Reduced fertility prolongs the interval from calving to conception in dairy cows, resulting in significant economic losses to dairy farms. Up to 25% of cows are culled due to reproductive failure, and this accounts for a larger proportion than that caused by other major factors, including mastitis and lameness.
A variety of factors are considered to cause low fertility in cows, including farm management factors like estrus detection, nutritional control, and cowshed environment, as well as cow-specific factors like reproductive tract infections, endocrine disorders, and defective ova. However, there are cases of low fertility where the cause is undetermined, which results in economic losses. Identifying the factors associated with low fertility may help in the development of effective future strategies for improving reproductive performance in dairy farms.
Although the uterus has long been thought to be free of microbes, advancements in next-generation sequencing technology have revealed the existence of 'uterine microbiota,' unique to the uterine environment. Many studies on uterine microbiota have been conducted in humans, and fertility has been confirmed to vary according to the diversity of the uterine microbial population.
Could this knowledge be extended to reared animals?
To find out, Mr. Takuya Yagisawa, Section Chief at the Hokkaido Agriculture Mutual Aid Association, Japan, and Dr. Jumpei Uchiyama, Associate Professor at Okayama University, Japan, along with their teams of researchers, collaborated to investigate the association between low fertility and uterine microbiota in dairy cows.
Dairy farms set a voluntary waiting period (VWP) between calving and the first artificial insemination (AI; the procedure of injecting semen into the uterus) as a period for uterine involution in preparation for the next pregnancy. In cows, while the uterine microbiota has been studied in terms of postpartum uterine inflammation, little is understood about its association with fertility following the VWP. This is where the new study comes in.
Giving further insights into their work, Mr. Yagisawa states, "We used a metataxonomic approach to analyze the uterine microbiota using endometrial tissue biopsy samples from dairy cows."

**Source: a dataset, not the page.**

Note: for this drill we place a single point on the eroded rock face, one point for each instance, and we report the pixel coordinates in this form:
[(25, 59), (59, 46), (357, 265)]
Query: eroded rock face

The team, which comprised Iyo Takemura-Uchiyama (Postdoctoral Fellow, Okayama University), Shun Ando (Assistant Section Chief, Hokkaido Agriculture Mutual Aid Association), Osamu Ichii (Associate Professor, Hokkaido University), Hironobu Murakami (Associate Professor, Azabu University), Osamu Matsushita (Professor, Okayama University), and Seiji Katagiri (Professor, Hokkaido University), used 16S rRNA gene amplicon sequencing to identify the various types of bacteria present in the sampled uterine tissues. Next, microbiota data obtained from 69 cows bred on four commercial dairy farms were analyzed. The researchers then compared the microbial diversity of the samples with respect to the farm, housing style, and feeding management practices. Further, they went on to correlate the uterine microbiota data with parity (the number of deliveries) and the frequency of AI to conception for each cow.
The findings of their study have been published in Microbiology Spectrum on April 26, 2023.
The findings revealed significant differences in farm management-related factors (i.e., housing style and feeding management) across the four farms. Notably, while these differences correlated with variations in uterine microbiota, no significant differences were observed with respect to AI frequency as related to conception and parity.
Next, to eliminate the effects of variations in farm management practices among farms, the researchers examined the correlation between fertility and uterine microbiota using data obtained from 31 cows from a single dairy farm. Cows that conceived within 3 AIs were considered to have normal fertility, and cows that needed more than 3 AIs were considered to have low fertility.
The data obtained in this study strongly suggests that uterine microbiota changes in relation to the fertility of cows. Microbial diversity correlates with AI frequency to conception, and the bacterial taxon Arcobacter was observed to increase its compositional rates. Furthermore, bacterial associations differed between normal- and low-fertility cows.
Overall, these findings suggest that farm-to-farm variations can have a major influence on the diversity of uterine microbiota in dairy cows. Moreover, the composition of uterine microbiota changes in relation to fertility in cows.
Dr. Uchiyama concludes with the applications of their work by saying, "We hope that further research will establish uterine microbiome testing as a new approach to diagnosing the causes of low fertility and contribute to improved reproductive management in animal husbandry."
Yagisawa, T., et al. (2023) Metataxonomic Analysis of the Uterine Microbiota Associated with Low Fertility in Dairy Cows Using Endometrial Tissues Prior to First Artificial Insemination. Microbiology Spectrum. doi.org/10.1128/spectrum.04764-22.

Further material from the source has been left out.